According to C++11 9.1/7 (draft n3376), a standard-layout class is a class that:

  • has no non-static data members of type non-standard-layout class (or array of such types) or reference,

  • has no virtual functions (10.3) and no virtual base classes (10.1),

  • has the same access control (Clause11) for all non-static data members,

  • has no non-standard-layout base classes,

  • either has no non-static data members in the most derived class and at most one base class with non-static data members, or has no base classes with non-static data members, and

  • has no base classes of the same type as the first non-static data member.

it follows that an empty class is a standard-layout class; and that another class with an empty class as a base is also a standard-layout class provided the first non-static data member of such class is not of the same type as the base.

Furthermore, 9.2/19 states that:

A pointer to a standard-layout struct object, suitably converted using a reinterpret_cast, points to its initial member (or if that member is a bit-field, then to the unit in which it resides) and vice versa. [ Note: There might therefore be unnamed padding within a standard-layout struct object, but not at its beginning, as necessary to achieve appropriate alignment. —end note]

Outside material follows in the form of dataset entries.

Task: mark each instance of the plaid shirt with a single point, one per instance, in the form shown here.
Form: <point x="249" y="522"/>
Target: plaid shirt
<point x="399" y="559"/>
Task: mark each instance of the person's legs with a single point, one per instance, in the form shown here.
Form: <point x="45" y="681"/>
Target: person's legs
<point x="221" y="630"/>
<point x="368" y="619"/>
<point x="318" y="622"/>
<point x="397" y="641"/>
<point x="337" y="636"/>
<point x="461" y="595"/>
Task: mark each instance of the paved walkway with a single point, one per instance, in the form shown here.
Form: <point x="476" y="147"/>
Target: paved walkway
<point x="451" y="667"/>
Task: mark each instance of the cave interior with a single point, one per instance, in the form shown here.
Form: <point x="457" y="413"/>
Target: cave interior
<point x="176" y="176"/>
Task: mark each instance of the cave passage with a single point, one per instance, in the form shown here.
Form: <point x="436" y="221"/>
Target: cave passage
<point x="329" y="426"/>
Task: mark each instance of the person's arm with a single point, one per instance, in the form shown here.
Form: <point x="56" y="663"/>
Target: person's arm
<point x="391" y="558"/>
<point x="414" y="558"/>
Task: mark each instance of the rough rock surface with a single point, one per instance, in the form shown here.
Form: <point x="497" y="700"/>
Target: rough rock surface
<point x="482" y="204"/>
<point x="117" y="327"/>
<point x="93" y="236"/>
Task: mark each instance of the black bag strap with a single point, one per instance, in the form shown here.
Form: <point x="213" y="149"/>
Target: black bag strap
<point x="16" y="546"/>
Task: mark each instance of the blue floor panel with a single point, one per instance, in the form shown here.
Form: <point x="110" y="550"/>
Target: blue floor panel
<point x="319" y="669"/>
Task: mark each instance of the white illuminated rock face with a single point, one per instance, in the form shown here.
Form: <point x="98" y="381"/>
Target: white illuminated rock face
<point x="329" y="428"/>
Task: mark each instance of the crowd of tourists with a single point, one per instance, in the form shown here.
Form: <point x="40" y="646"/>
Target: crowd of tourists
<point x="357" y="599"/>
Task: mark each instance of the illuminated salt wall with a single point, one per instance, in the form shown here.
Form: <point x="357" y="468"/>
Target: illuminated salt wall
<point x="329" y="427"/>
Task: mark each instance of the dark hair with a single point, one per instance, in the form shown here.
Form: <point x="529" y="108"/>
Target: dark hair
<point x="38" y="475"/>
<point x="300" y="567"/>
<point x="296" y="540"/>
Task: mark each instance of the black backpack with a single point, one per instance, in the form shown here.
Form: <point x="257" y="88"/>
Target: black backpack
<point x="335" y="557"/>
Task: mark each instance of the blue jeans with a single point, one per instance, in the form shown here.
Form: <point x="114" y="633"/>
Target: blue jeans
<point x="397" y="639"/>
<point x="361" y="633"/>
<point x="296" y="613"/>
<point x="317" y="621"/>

This seems to imply that the Empty Base Class Optimization is now a mandatory optimization, at least for standard-layout classes. My point is that if the empty base optimization isn't mandated, then the layout of a standard-layout class would not be standard but rather depend on whether the implementation implements or not said optimization. Is my reasoning correct, or am I missing something?

1
c++c++11language-lawyer
Your title seems misleading -- it's a given that empty bases do not break standard layout, and your question seems to be more about empty base optimization.ildjarn
@ildjarn: My point is that if the empty base optimization isn't mandated, then the layout of a standard-layout class would not be standard but depend on whether the implementation implements or not the optimization. But 9.2/19 seems to mandate such optimization. If you could suggest a better title, I'd happily change it.K-ballo
You're reasoning seems correct. Post it as your own answer. ;)edA-qa mort-ora-y
Your last paragraph sums it up nicely I think -- something like "Is the Empty Base Class Optimization now a mandatory optimization, at least for standard-layout classes?"ildjarn
I think you are misinterpreting the text. The first member of a derived class is the base class (empty, or not).Bo Persson

1 Answers

23
votes

Yes, you're correct, that was pointed out in the "PODs revisited" proposals: http://www.open-std.org/jtc1/sc22/WG21/docs/papers/2007/n2342.htm#ABI

The Embarcadero compiler docs also state it: http://docwiki.embarcadero.com/RADStudio/en/Is_standard_layout

Another key point is [class.mem]/16

Two standard-layout struct (Clause 9) types are layout-compatible if they have the same number of non-static data members and corresponding non-static data members (in declaration order) have layout-compatible types (3.9).

Note that only data members affect layout compatibility, not base classes, so these two standard layout classes are layout-compatible:

struct empty { };
struct stdlayout1 : empty { int i; };

struct stdlayout2 { int j; };